Smart nonsense at its best.
The Meat and Potatoes
The next tranche lacks the chemistry and fearlessness of my top choices, but they're reliable fare nonetheless.
A venerable, popular podcast. Bill Simmons always rises to the occasion as an interviewer when the guest is worthwhile, but I find myself deleting a quarter of his shows, particularly when he goes too parochial Boston or talks pop culture.
"Boston local is best local! Let's call my friend Sully and pick his brain about a subject he doesn't know anything about!"
No. I'm good.
His takes on film and television can be perplexing. Simmons has the pop culture sensibilities of a 15 year old girl, loves reality shows and believes that the Coen Brothers are overrated. Ah. If only Miller's Crossing or The Big Lebowski were as good as Girls.

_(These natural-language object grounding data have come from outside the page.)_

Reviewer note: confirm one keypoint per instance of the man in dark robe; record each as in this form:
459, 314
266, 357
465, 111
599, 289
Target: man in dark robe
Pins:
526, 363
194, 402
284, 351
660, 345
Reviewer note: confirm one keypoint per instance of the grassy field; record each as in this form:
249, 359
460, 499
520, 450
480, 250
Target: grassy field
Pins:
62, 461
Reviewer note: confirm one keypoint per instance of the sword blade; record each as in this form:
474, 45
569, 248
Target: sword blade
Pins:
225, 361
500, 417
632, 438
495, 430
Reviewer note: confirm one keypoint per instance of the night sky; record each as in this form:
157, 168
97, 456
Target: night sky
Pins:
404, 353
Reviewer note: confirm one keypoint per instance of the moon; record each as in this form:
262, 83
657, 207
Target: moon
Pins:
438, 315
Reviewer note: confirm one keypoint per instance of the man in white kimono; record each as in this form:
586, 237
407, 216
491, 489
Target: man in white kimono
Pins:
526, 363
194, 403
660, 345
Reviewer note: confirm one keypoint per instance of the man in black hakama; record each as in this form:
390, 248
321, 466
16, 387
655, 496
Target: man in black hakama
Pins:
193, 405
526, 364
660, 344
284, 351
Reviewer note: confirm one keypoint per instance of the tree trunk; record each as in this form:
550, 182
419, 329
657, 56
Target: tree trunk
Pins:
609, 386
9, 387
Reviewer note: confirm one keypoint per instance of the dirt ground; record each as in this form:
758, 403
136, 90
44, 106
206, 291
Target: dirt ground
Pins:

Fortunately, he has a healthy sense of humor about himself, exhibits natural curiosity, wants to advance the sports dialogue, gets good guests and doesn't deserve the reflexive internet hate he gets. Listening to the show is like reading his Book of Basketball - the overall work gives you a greater appreciation for the subject and you're glad it's out there, but there are occasional snippets of opinion so terrible and discordant that you're left wondering if they're some sort of elaborate gas lighting to test your sanity.
Bill Barnwell and Robert Mays are Grantland staff writers. Barnwell writes prolifically and well about the NFL from an analytics perspective and speaks like every black comedian does when imitating a white person.
The affable, informed Mays likes to pleasure himself to obscure interior OL play. "Oh, God, it's a foooooold block!" He knows the name and alma mater of every 3rd OT in the NFL and values run-stopping 3-4 DEs more than oxygen.
I take a drink every time I hear Barnwell refer to a player as "a useful piece" and usually end up shit-hammered by minute 10.
I dig Rose. He's insightful, self-aware and seemingly networked into every athlete on the planet. You can hear him squirming to sledgehammer the ESPN PC wall from time-to-time (Black Guy City NBA Power Rankings for Free Agent Signings got close) but he retreats when he remembers he's getting checks for this. I respect the attempt.
It's co-hosted by Simmons pal Dave Jacoby. Jacoby, a solid set-up man, passionate and knowledgeable about the NBA, has a regrettable tendency to affect a distinctly urban patois in the presence of Rose, otherwise inevident in his BS Report guest spots.
Remember the white cop on Sanford and Son when he'd try to talk to Rollo and Lamont?
We all have that friend.
It's harmless and at least he knows who EPMD is.